Participation is intended for faculty, museum and library professionals, and graduate students. It welcomes researchers across fields such as art history, religious studies, history, anthropology, American studies, music, and literature. It is co-sponsored by the Center for Historic American Visual Culture (CHAViC) and the Program in the History of the Book in American Culture (PHBAC).

The format of the seminar will be select readings, highly interactive seminar discussion, collections explorations and archival sessions, individual research time with the collection, and site visits to notable collections and religious sites in the area, including the Worcester Art Museum, burial grounds, and sacred sites. The syllabus is available online. Information on access to the readings will be emailed to students.

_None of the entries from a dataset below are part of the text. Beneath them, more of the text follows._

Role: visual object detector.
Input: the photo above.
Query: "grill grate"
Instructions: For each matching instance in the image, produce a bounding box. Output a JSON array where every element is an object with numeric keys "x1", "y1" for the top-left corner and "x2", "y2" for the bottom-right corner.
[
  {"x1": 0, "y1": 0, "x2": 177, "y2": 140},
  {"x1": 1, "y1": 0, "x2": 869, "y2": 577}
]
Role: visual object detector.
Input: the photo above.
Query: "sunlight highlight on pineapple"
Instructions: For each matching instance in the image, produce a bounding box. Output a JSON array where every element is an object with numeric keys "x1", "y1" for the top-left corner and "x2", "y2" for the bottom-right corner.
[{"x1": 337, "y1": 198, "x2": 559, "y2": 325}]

Tuition for the seminar is $600, which includes lunch each day and some evening meals. Some financial aid is available for graduate students. The cost of housing is not included in the tuition fee. Housing is available at two nearby hotels.

Faculty
Sonia Hazard is Assistant Professor of Religion at Florida State University. Her book, Building Evangelical America: How the American Tract Society Laid the Groundwork for a Religious Revolution, is forthcoming from Oxford University Press. She did her graduate work at Harvard Divinity School and Duke University.
Christopher Allison is Director of the McGreal Center for Dominican Historical Studies, Department of History, Dominican University. He is the author of the forthcoming book, Protestant Relics: Capturing the Sacred Body in Early America, under contract with the University of Chicago Press. He did his graduate work at Yale Divinity School and Harvard University.

Guest Speakers
Solimar Otero is Professor of Folklore and Ethnomusicology at Indiana University, Bloomington. She is the author of Archives of Conjure: Stories of the Dead in Afrolatinx Cultures (Columbia University Press, 2020).
Anthony Trujillo is a doctoral candidate in American Studies at Harvard University. He works at the confluence of Native American and Indigenous studies, history, religious studies, anthropology, and the arts.